Thursday, May 10, 2012

Saved by A Princess - Falaknuma and Chowmahalla

This clip is the most concise in a short form story of the last and present owner of the Falaknuma
and Chowmahalla Palaces I have been rambling on about for the last month or is hard to believe!

I have read a number of articles online trying to discover more about the last Nizam's first wife Princess Esra. Originally from Turkey she trained as an architect and married Mukarram Jah in 1956.  It is Princess Esra who is responsible for saving these two fabulous palaces. Married for 15 years to the Nizam before the burden of inheriting from his grandfather the welfare of over 14,792 relatives, including 42 elderly concubines and 100's of illegitimate children, staff and retainers sent him off to Australia sheep farming!

According to one article after meeting her ex husband 30 years later and finding the Eighth Nizam in very ill health, after his 4 additional marriages, Princess Esra stepped into the mess of 54 trusts contested by over 2700 relatives and a fortune looted by corrupt advisors and taxes to save and restore what was left. Her ally in sorting the chaos out in 1996 was the brilliant and honorable lawyer Mukarram Jah Vijay Shankardass, this task apparently included risking his own life in the process.

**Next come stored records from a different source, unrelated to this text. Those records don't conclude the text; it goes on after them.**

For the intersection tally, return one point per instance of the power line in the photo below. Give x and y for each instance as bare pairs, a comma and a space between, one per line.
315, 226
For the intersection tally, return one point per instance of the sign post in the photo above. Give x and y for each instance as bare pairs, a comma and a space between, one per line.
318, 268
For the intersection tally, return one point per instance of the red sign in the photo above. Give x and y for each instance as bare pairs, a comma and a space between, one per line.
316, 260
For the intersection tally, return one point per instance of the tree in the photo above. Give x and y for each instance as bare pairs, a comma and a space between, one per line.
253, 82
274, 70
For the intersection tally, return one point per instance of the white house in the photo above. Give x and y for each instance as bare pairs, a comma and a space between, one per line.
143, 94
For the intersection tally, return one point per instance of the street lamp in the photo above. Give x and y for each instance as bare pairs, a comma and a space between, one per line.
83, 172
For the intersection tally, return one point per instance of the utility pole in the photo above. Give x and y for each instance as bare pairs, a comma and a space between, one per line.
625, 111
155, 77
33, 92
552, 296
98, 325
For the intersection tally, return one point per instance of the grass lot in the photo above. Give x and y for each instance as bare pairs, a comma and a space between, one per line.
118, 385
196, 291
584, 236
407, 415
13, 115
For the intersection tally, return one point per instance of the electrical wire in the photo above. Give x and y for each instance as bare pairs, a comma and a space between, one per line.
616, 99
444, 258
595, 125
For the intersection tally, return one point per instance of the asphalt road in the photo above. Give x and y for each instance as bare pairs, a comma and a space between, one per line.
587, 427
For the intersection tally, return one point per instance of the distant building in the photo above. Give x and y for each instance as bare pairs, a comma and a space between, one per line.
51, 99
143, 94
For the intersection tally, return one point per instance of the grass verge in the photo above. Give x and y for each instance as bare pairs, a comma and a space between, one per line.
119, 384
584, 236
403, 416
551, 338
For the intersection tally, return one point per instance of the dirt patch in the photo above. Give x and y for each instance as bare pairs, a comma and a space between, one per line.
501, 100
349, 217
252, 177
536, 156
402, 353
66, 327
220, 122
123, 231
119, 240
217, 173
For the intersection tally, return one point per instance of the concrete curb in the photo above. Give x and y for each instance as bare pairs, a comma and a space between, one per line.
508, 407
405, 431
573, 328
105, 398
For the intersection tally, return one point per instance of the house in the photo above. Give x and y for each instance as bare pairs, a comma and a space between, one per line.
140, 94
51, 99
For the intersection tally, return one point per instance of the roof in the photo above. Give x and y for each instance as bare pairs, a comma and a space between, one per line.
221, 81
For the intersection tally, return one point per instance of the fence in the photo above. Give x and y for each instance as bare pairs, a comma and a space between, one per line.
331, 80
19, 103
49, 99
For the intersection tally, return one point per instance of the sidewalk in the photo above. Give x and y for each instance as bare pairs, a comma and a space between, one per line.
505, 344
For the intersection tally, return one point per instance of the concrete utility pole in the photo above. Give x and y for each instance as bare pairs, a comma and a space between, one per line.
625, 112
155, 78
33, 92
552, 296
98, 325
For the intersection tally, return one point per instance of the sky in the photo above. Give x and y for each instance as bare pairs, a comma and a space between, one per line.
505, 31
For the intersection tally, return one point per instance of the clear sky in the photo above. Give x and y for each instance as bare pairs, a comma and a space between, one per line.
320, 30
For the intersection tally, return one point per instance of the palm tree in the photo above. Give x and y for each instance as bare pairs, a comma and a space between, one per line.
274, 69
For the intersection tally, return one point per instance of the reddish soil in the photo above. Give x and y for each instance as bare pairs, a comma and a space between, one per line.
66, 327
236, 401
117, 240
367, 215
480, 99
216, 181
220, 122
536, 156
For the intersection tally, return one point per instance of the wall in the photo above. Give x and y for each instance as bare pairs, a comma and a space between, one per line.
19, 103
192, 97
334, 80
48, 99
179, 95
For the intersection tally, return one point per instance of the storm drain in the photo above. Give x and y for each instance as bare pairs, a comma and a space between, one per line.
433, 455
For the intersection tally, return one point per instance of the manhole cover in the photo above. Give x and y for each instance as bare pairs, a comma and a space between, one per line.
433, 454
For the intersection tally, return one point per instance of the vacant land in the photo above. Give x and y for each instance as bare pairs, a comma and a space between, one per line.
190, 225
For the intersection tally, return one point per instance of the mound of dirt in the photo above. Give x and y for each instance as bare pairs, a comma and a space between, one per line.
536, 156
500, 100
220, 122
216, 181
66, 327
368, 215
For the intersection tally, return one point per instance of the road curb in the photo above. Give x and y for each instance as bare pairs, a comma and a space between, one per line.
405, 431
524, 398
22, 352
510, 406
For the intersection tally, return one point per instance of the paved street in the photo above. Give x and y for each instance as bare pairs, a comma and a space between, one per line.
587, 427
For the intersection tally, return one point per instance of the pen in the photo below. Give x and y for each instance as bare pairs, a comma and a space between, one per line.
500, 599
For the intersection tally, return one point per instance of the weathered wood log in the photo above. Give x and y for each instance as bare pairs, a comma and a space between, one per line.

William Dalrymple author of The Last Mughal: The Fall of a Dynasty, Delhi, 1857 writes while researching in 1997 in Hyderabad and seeing my particular favorite Falaknuma Palace - 
'the huge Victorian pile of the Falaknuma Palace, just to the south of the city. The complex, which stood above the town on its own acropolis, was falling into ruin, with every window and doorway sealed by red wax. Wiping the windows, I could see cobwebs the size of bedsheets hanging from the corners of the rooms. The skeletons of outsized Victorian sofas and armchairs lay dotted around the parquet floors, their chintz upholstery eaten away by white ants. Outside, the gardens had given way to scrub flats, waterless fountains, and paint-flaking flagpoles at crazy angles. It was a truly melancholy sight: a derelict Ruritania.' 

Returning in 2001  to Hyderabad Mr Dalrymple was privileged to meet Princess Esra and accompany her to Chowmahalla Palace. In the same article in the Guardian he describes this visit.
'Chowmahalla, dating from 1751, was one of the finest royal residences in India. After some negotiation, I was allowed to accompany the princess on her visit, and so was there at the breaking of the seals of some rooms that had not been opened since the death of the previous Nizam in 1967.

What we saw was extraordinary, as if we were in the palace of Sleeping Beauty. In one underground storeroom, thousands of ancient scimitars, swords, helmets, maces, daggers, archery equipment and suits of armour lay rusted into a single metallic mass on a line of trestle tables. In another, album after album of around 8,000 Victorian and Edwardian photographs of the Nizam's household was covered in a thick cladding of dust. A unique set of 160 harem photographs, dating from 1915, lay loose in a box. On the walls, dynastic portraits were falling out of their frames. In one room were great mountains of princely dresses, patkas, chaugoshia and salvars, drawers of Kanchipuram silk saris, and one huge trunk containing nothing but bow ties. There were long lines of court uniforms as well as sets of harem clothes once worn by the Nizam's favourite wives. Almost 8,000 dinner services survived, one of which alone had 2,600 pieces.

In the King Kothi palace, the Nizam's dynasty's complete correspondence since the mid-18th century filled three rooms floor to ceiling. When the archivists had been sacked in 1972, the archive, all 10 and a half tonnes of it, had been stuffed into the rooms and sealed. Other rooms were stacked with crates of French champagne.
It looked an impossible task even to begin to sort out the mess and dilapidation. Yet remarkably, six years later, the Chowmahalla is now open to the public and 1,000 visitors a day are streaming through. A massive conservation project, unique in India, has restored and catalogued the best of what remains. The result is little short of incredible.'
Princess Esra's works are of a remarkable woman and the only recent picture I can find of her is at a Cartier car rally in New Delhi where her restoration of the Nizam's 1912 Rolls Royce won first place, although a beautiful job it somehow doesn't really reflect this woman's successes with the heritage of Hyderabad.

1 comment:

Jane and Lance Hattatt said...

Hello Heather:
This is such an extraordinary and truly fascinating story. That such vast wealth and possessions should, so to speak, disappear within a lifetime is incredible with just a few rusting pieces of machinery to show for it. What a dynasty and all brought down by one very individual and somewhat feckless man.